Wednesday, May 5, 2010

Beethoven and the String Quartet

Occasionally I go over the moon, swooning, about certain pieces of music: they sort of take over the mind, esthetically speaking. In the case of Beethoven’s string quartets, I can say that my initial love affair has continued, rather loyally and unexpectedly, for years. This morning I listen to one of the later ones again.

Unlike a true music aficionado, I am rather cavalier (for the most part) about which quartets to play. I tried to pay attention, and know them somewhat, if not really by name. So the scholarship lags behind the enthusiasm for the goods. And they are all excellent, and rather straightforward in their musical organization. I mean that they tend to follow a familiar formal arrangement: the sonata form. There is the statement of a primary theme, a variation from that theme, and then a return, modified enough to surprise the ear while also ensuring its consist, internally rigorous identity.

Beethoven’s music for many (like my father) represents a fascinating historical shift from the Classical to the Romantic period. Beethoven’s Romantic era pieces still retain the rigorous formal structure and logic of the Classical era but also veer into programmatic or passionate departure—something you simply don’t hear in Haydn, for instance. Suddenly the complexities of the human spirit; the struggles and triumphs; the exposition of nature--in all its ferocity and tenderness--come to the surface. It’s thrilling, and very difficult to find elsewhere, a fact that makes Beethoven endure in the manner Shakespeare, Picasso and the Beatles do. There is always a new generation ready to discover, as if no one had before, just how relevant and magnificent this stuff is.

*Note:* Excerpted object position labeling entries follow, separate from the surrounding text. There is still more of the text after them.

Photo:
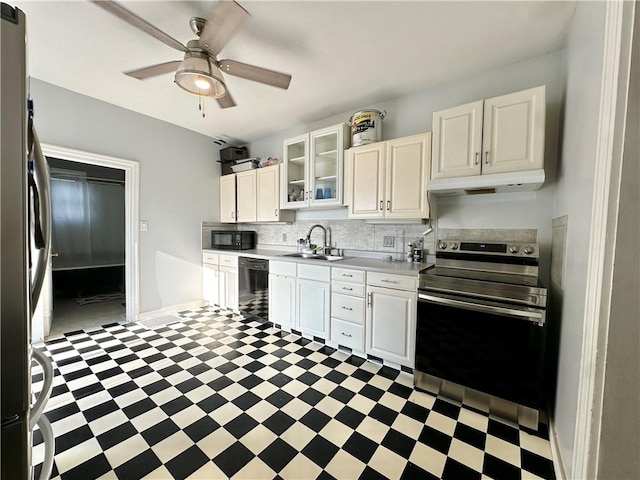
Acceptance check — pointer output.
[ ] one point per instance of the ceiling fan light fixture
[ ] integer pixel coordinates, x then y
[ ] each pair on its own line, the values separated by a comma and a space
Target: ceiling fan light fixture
198, 75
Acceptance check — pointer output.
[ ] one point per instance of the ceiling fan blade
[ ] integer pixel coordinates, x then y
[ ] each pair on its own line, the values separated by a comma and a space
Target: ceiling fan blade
154, 70
141, 24
257, 74
226, 101
224, 20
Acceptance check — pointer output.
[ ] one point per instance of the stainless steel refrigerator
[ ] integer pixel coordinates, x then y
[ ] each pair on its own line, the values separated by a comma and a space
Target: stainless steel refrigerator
25, 219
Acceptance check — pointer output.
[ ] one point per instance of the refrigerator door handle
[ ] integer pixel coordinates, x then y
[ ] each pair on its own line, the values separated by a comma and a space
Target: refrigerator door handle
45, 393
43, 199
49, 447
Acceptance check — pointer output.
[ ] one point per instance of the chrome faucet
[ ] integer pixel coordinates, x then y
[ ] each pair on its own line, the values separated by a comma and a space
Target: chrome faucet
326, 247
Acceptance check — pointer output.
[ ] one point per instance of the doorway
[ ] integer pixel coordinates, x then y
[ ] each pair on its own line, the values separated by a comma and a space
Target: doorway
98, 283
87, 245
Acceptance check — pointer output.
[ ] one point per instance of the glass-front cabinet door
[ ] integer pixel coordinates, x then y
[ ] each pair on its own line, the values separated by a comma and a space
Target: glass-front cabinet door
296, 165
326, 161
314, 166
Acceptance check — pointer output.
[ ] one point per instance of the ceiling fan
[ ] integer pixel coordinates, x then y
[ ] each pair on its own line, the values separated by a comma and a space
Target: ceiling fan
200, 71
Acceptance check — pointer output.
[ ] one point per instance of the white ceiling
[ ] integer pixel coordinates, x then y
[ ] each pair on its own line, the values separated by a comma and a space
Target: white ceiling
343, 55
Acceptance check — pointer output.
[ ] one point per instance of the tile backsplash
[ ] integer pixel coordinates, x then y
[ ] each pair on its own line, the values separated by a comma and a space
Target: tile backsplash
345, 234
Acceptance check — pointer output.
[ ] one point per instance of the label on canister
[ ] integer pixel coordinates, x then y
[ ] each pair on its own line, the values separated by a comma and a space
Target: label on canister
366, 127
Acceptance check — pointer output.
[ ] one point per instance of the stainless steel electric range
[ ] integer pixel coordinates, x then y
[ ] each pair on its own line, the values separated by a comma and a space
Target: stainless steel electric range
480, 328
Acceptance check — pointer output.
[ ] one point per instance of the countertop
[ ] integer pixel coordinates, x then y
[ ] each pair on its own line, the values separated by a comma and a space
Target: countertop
358, 263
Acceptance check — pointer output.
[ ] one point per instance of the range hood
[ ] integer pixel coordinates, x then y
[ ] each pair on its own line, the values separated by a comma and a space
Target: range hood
527, 181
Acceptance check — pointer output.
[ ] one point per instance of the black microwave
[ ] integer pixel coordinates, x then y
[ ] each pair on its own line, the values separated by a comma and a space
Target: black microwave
233, 239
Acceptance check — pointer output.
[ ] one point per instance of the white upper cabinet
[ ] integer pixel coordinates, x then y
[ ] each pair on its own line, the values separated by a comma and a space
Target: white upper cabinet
388, 179
513, 132
268, 194
313, 168
457, 141
407, 174
228, 198
295, 172
498, 135
251, 196
246, 196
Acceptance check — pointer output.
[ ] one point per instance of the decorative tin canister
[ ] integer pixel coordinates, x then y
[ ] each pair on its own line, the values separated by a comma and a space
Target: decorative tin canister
366, 127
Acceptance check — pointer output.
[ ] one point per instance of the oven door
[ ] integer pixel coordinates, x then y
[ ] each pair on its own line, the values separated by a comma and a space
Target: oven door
492, 347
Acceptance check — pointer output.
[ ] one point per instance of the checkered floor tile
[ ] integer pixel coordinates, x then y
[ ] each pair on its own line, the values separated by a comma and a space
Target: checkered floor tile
219, 396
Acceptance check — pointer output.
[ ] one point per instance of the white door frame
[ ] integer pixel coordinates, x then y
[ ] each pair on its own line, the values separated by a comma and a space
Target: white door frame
132, 200
593, 357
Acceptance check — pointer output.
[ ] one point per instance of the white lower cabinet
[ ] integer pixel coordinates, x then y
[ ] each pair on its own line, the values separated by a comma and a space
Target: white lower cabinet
210, 278
391, 318
210, 284
300, 297
220, 280
313, 304
229, 288
282, 298
347, 308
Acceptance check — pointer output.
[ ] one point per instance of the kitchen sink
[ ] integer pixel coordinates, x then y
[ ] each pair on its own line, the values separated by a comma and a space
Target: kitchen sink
315, 256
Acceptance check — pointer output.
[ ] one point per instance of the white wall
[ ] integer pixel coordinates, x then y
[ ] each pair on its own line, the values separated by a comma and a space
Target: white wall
574, 193
619, 455
412, 114
178, 183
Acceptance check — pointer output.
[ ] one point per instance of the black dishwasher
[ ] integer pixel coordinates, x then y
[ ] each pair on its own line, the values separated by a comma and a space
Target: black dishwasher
253, 288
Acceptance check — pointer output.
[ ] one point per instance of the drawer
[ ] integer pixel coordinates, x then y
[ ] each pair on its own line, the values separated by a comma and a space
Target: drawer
347, 275
348, 288
228, 260
314, 272
288, 269
208, 257
347, 308
347, 334
389, 280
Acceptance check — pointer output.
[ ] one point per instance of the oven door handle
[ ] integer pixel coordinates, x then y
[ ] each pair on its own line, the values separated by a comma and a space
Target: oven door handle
525, 314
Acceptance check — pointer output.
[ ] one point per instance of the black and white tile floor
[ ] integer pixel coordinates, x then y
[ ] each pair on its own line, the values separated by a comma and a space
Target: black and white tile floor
218, 396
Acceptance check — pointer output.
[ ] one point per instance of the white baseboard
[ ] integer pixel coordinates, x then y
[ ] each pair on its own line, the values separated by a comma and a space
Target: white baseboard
558, 464
169, 310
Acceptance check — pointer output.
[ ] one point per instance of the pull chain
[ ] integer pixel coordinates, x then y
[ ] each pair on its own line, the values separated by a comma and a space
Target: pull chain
201, 105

And at the same time, I love the string quartet form, and Beethoven’s string quartets in particular for other reasons.

First of all, the timing, harmonic and melodic elements in the string quartet are all pushed forward, nakedly exposed. There’s such a marked directness; a purity in how the ear receives such clear-cut information. You can distinguish changes in a flow that isn’t obscured by the complications of richer arrangements. In a symphony with many instruments vying for prominence, there is more room for the work to hide in its layering; more ways the frequencies of instruments (and even the changes themselves) can mask one another. I don’t mean to imply that symphonic arrangements are somehow compromised utterly by this; just that there is a noticeable difference in how we can see the architecture, if you like. Adding instruments to an arrangement complicates the experience sonically. Certain pieces (like say Mahler’s 5th) beg for that complication, to be sure.

In the string quartet form, there’s something else present that is almost too delicious for words: the singing quality of notes so ardently and clearly asserted in the “thin” mix of the arrangement. The melody and the harmony deliver such that you may hear any error, and conversely, the sweet breadth that mastery of instruments unfolds without errors. The Quartetto Italiano box-set that I have (a loving gift from my father for my birthday years ago—not getting paid to write this) lets you swim around in whole oceans of masterful playing. It’s the kind of playing, in fact, that allows you to relax utterly, knowing the performance will not compromise the work.

So beyond even all of this goodness, there is the heart of the matter for me. When I hear some of these string quartets, a broadening calm moves in. I can imagine, for a while, that life—even in its inherent dramas and awkwardness—can move gracefully forward (across its long body). I can claim the dignity, the strength, the faith in humanity and in nature, that inheres in Beethoven’s works. They suggest to my heart that we can all forgive each another and start over; that life is oddly perfect despite its flaws; that time unfolds before us with the enveloping quality of a river or a mountain range. To paraphrase Stravinsky on this, I feel like the music really is "clarifying man's relationship to time."

So thank you, Beethoven. You were perfect in your flaws and unafraid to weave them into the music. I know the muses spoke to you profoundly—why else would you have continued writing when you couldn’t “hear” it anymore.